Working with Variables
Table of Contents
What are Variables?
Airflow Variables are a general-purpose, key-value store for arbitrary metadata. They are particularly useful for storing configuration values that can change between environments or deployments, such as database credentials, API keys, or feature flags. Variables can be accessed within DAGs and tasks, providing a dynamic way to configure your workflows without hardcoding sensitive or environment-specific information.
They offer a centralized and secure way to manage configuration, reducing the need to modify DAG code for simple configuration changes.
Accessing and Managing Variables via the UI
Airflow provides a user-friendly interface for managing variables. You can access this feature through the Airflow webserver:
- Navigate to the Airflow UI.
- Click on the "Admin" menu item in the top navigation bar.
- Select "Variables".
On the Variables page, you can perform the following actions:
- View Variables: See a list of all existing variables, their keys, values (often masked for security), and their last updated timestamps.
- Add New Variable: Click the "Add a new record" button to create a new variable.

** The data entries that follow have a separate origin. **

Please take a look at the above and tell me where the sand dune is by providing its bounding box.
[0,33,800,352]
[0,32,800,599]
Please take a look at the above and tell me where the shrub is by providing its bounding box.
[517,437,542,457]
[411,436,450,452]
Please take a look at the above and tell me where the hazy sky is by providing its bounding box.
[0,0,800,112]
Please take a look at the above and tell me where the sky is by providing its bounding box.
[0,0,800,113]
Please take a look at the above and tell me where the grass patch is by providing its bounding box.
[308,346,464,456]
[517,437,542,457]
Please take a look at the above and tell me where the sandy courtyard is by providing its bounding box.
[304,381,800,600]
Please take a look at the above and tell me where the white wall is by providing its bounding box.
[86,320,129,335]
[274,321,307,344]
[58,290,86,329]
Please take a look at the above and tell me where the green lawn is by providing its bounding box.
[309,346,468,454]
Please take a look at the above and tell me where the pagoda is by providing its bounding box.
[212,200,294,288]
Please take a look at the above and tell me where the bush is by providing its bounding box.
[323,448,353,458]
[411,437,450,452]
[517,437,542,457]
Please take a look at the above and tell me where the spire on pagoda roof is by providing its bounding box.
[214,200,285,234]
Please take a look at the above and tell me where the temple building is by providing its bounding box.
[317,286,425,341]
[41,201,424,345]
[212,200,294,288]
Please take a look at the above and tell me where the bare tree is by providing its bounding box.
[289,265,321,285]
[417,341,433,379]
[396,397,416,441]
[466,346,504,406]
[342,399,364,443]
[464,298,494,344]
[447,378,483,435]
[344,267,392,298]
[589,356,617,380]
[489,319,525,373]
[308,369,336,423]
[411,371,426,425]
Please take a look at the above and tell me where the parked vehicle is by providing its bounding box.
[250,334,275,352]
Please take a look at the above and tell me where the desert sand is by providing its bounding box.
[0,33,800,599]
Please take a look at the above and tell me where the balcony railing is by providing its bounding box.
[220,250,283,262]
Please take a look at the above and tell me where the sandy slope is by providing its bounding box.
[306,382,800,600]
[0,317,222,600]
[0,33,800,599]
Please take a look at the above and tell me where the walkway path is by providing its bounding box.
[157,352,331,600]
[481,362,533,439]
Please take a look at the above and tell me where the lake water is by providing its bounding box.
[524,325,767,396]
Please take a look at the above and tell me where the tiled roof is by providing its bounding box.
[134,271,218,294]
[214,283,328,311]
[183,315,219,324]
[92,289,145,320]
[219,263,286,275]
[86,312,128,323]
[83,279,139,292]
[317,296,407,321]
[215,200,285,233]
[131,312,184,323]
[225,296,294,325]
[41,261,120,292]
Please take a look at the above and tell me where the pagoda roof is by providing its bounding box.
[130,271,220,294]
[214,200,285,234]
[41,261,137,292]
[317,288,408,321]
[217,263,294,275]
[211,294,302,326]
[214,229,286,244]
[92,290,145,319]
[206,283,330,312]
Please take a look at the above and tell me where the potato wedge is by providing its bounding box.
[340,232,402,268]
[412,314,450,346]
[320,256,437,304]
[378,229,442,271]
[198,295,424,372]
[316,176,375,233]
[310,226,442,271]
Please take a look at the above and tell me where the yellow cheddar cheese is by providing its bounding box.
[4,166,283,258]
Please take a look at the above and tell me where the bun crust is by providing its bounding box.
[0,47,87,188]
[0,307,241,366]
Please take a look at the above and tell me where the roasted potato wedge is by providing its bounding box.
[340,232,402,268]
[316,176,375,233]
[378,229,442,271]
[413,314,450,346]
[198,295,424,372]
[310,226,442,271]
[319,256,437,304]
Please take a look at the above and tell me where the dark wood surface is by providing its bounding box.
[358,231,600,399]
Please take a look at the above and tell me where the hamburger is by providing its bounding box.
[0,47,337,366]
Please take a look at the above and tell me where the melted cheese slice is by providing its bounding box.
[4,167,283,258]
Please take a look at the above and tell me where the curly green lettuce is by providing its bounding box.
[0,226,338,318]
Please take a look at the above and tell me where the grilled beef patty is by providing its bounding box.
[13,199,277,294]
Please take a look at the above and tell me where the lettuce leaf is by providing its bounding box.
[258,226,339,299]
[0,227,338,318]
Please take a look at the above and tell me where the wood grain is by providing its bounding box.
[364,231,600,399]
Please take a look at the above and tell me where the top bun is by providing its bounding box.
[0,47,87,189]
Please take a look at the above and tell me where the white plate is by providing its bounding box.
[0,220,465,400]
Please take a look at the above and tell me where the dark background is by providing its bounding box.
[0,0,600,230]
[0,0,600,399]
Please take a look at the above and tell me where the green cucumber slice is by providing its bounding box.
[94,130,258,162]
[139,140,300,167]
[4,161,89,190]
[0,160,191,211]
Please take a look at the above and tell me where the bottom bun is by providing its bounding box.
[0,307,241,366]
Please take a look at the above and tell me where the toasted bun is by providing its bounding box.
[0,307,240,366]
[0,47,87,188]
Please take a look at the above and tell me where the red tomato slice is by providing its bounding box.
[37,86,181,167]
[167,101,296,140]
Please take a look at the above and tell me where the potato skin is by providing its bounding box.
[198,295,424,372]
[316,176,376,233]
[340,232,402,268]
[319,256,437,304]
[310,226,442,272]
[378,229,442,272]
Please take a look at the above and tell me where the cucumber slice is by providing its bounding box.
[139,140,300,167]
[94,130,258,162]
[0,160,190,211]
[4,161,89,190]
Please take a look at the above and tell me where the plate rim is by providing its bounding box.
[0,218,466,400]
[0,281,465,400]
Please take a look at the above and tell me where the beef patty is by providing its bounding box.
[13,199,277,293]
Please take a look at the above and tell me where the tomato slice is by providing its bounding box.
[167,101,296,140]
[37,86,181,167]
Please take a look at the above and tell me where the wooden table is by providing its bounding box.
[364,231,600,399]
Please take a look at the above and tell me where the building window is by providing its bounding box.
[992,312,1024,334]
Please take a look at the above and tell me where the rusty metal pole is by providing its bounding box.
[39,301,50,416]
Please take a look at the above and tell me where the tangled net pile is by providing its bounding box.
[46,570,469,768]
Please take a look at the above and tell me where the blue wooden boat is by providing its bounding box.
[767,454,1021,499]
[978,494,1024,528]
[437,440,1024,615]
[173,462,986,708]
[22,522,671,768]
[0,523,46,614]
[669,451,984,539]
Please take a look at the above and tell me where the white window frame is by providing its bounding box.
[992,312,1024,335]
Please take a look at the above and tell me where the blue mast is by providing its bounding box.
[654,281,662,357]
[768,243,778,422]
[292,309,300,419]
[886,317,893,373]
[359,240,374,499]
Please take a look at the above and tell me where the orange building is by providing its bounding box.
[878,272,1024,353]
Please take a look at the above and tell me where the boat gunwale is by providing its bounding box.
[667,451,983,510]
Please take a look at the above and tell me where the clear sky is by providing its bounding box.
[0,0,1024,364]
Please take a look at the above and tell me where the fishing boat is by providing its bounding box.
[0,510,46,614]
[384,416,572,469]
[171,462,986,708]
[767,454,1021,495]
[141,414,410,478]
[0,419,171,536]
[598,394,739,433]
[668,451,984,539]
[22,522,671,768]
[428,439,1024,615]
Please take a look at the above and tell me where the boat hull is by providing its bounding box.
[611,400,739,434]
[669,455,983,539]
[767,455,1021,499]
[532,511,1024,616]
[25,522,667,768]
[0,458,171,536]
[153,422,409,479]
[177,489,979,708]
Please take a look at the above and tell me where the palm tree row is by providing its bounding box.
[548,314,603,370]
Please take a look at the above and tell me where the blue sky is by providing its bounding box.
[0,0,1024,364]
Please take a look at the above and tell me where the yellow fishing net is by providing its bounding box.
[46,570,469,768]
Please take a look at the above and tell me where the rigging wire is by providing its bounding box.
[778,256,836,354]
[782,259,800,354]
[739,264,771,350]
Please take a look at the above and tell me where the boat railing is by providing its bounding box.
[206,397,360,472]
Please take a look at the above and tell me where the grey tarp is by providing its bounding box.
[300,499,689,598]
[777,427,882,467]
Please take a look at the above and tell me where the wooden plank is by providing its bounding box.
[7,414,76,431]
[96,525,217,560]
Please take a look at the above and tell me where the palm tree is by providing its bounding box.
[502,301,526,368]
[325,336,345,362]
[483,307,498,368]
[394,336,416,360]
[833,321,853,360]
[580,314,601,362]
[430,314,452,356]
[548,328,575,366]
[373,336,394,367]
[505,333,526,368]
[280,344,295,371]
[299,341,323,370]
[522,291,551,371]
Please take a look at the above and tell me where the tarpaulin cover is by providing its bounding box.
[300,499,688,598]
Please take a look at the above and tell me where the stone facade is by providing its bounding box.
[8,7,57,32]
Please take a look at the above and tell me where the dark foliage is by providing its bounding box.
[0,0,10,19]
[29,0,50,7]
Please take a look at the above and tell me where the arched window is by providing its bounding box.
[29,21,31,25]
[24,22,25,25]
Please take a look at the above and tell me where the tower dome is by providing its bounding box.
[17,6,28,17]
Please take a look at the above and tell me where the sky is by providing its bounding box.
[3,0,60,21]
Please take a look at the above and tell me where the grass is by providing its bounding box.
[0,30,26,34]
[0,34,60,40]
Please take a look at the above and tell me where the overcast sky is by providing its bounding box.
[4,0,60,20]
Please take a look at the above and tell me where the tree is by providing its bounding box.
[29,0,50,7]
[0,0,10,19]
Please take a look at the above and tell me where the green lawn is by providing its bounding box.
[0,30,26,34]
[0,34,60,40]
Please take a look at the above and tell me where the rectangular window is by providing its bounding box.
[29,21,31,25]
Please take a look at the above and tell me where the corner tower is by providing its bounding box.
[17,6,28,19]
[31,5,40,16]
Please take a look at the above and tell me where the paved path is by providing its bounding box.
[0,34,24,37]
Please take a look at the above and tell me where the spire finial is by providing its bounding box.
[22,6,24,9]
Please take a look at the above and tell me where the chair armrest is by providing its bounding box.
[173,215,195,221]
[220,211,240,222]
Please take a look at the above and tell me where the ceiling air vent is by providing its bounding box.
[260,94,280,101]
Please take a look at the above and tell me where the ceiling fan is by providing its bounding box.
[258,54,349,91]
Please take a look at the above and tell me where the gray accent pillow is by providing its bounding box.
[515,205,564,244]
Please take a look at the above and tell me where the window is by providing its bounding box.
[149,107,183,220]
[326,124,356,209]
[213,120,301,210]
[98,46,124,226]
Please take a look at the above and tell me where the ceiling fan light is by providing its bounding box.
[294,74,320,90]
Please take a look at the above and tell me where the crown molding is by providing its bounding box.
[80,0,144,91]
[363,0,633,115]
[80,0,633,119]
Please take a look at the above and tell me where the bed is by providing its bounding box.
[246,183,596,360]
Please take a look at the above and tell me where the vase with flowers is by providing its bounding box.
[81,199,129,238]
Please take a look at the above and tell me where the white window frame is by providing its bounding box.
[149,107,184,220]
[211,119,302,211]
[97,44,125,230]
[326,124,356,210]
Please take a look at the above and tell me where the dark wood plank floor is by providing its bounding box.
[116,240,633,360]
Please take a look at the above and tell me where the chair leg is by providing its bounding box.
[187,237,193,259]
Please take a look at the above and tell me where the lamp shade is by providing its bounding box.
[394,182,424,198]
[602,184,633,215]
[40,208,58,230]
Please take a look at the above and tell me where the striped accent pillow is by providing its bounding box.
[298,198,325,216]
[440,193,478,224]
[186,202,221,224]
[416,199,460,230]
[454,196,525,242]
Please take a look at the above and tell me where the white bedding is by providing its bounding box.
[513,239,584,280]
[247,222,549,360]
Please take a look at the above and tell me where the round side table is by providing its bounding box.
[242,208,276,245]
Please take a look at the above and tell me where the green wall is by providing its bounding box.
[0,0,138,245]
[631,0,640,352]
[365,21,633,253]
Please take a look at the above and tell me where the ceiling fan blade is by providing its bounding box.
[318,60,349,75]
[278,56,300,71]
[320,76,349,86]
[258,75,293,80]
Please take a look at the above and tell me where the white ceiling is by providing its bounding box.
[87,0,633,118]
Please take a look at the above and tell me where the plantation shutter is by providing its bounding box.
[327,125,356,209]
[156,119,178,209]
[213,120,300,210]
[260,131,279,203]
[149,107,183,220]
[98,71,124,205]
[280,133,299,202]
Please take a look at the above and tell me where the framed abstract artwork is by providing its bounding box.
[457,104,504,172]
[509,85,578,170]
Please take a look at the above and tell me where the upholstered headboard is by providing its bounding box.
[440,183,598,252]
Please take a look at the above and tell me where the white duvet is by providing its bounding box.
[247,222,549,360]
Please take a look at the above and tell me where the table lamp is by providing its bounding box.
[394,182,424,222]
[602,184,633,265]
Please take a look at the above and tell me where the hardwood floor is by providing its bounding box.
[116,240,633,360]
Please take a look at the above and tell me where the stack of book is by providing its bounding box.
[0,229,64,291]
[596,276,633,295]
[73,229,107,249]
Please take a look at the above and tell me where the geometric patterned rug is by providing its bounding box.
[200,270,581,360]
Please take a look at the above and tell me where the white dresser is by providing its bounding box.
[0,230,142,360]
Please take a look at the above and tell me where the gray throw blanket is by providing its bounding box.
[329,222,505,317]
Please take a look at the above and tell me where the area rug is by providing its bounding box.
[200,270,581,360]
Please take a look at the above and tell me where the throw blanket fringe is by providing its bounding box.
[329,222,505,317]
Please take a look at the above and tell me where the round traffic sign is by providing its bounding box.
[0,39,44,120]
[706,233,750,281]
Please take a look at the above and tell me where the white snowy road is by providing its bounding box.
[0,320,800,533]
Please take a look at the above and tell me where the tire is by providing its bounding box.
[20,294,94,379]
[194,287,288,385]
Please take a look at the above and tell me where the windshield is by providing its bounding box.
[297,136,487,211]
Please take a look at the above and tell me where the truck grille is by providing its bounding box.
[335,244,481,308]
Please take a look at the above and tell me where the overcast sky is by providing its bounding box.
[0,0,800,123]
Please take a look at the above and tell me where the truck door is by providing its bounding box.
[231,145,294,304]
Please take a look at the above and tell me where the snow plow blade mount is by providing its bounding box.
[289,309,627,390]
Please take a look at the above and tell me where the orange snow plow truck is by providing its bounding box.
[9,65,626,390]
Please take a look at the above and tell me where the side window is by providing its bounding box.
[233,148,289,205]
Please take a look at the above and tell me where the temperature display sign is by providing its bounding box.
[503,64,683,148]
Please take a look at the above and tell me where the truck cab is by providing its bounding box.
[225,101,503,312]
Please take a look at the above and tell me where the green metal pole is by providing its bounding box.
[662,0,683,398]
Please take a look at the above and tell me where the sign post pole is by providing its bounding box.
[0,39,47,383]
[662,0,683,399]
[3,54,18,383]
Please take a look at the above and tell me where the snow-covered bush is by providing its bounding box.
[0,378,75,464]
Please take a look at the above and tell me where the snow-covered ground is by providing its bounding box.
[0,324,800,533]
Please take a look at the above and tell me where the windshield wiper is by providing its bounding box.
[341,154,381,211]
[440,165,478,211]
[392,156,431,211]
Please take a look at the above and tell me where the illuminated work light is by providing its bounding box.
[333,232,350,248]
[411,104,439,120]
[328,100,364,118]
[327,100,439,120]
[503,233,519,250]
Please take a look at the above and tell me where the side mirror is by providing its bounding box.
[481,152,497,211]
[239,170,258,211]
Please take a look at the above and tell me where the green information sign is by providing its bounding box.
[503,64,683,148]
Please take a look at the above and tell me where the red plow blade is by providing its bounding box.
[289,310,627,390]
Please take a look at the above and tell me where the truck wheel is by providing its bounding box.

You'll need to provide a unique 'Key' and a 'Value'.
- Edit Variable: Click the edit icon next to a variable to modify its key or value.
- Delete Variable: Click the delete icon to remove a variable.
For sensitive values, it's recommended to use Airflow's secrets backend integrations.
Programmatic Access to Variables
You can access Airflow Variables directly within your Python DAG code using the Variable
class from the airflow.models
module.
Retrieving a Variable
To get the value of a variable, use the Variable.get()
method.
from airflow.models import Variable
# Get the value of a variable with key 'my_api_key'
api_key = Variable.get("my_api_key")
print(f"API Key: {api_key}")
# Get a variable with a default value if it doesn't exist
db_name = Variable.get("database_name", default_var="airflow_db")
print(f"Database Name: {db_name}")
Setting a Variable (Less Common in DAGs)
While not typically done within DAG definitions (as DAGs are often read-only during runtime), you can set variables programmatically. This is more common in custom operators or setup scripts.
from airflow.models import Variable
# Set a new variable or update an existing one
Variable.set("my_config_value", "production")
# Set a variable with JSON payload (will be stored as a string)
import json
config_data = {"timeout": 60, "retries": 3}
Variable.set("app_settings", json.dumps(config_data))
Deleting a Variable (Less Common in DAGs)
Similar to setting, deletion is usually an administrative task.
from airflow.models import Variable
# Delete a variable
Variable.delete("old_api_key")
Variable Types and Serialization
Airflow Variables store values as strings. If you need to store more complex data structures like lists, dictionaries, or JSON, you should serialize them into a string format (e.g., JSON) before setting and deserialize them after retrieving.
import json
from airflow.models import Variable
# Storing a dictionary
my_dict = {"host": "localhost", "port": 5432}
Variable.set("db_connection_details", json.dumps(my_dict))
# Retrieving and deserializing
retrieved_json = Variable.get("db_connection_details")
db_details = json.loads(retrieved_json)
print(f"DB Host: {db_details['host']}, Port: {db_details['port']}")
# Storing a list
my_list = ["user1", "user2", "admin"]
Variable.set("allowed_users", json.dumps(my_list))
# Retrieving and deserializing
retrieved_list_json = Variable.get("allowed_users")
user_list = json.loads(retrieved_list_json)
print(f"Allowed users: {user_list}")
Security Considerations
Variables can store sensitive information like passwords and API keys. It is crucial to handle them securely:
- Use Secrets Backends: For production environments, configure Airflow to use a dedicated secrets management system (like HashiCorp Vault, AWS Secrets Manager, GCP Secret Manager, Azure Key Vault) instead of storing secrets directly in the Airflow metadata database. This is the recommended approach for sensitive data. Refer to the Secrets Management documentation for detailed instructions.
- Restrict Access: If using the default Airflow backend, be mindful of who has access to the Airflow UI and its database.
- Avoid Hardcoding: Never hardcode sensitive values directly into your DAG files. Always use Variables or a secrets backend.
- Value Masking: The Airflow UI masks variable values by default after they are saved, offering a layer of visual protection.
Best Practices for Using Variables
- Namespace Your Variables: Use a consistent naming convention to avoid conflicts, especially in larger deployments. Prefixing variables with the DAG name or a logical group (e.g.,
my_dag.api_key
,etl.s3_bucket
) can be helpful. - Keep Values Small: Variables are best suited for small configuration values. For larger configuration files or data, consider storing them in external storage (like S3, GCS) and referencing the location/key in a variable.
- Use Default Values: Employ the
default_var
parameter inVariable.get()
to make your DAGs more robust and prevent failures if a variable is missing. - Document Your Variables: Keep a record of your variables, their purpose, and expected format, especially if they are used across multiple DAGs.
- Separate Configuration from Code: Treat variables as external configuration that can be changed without touching DAG code.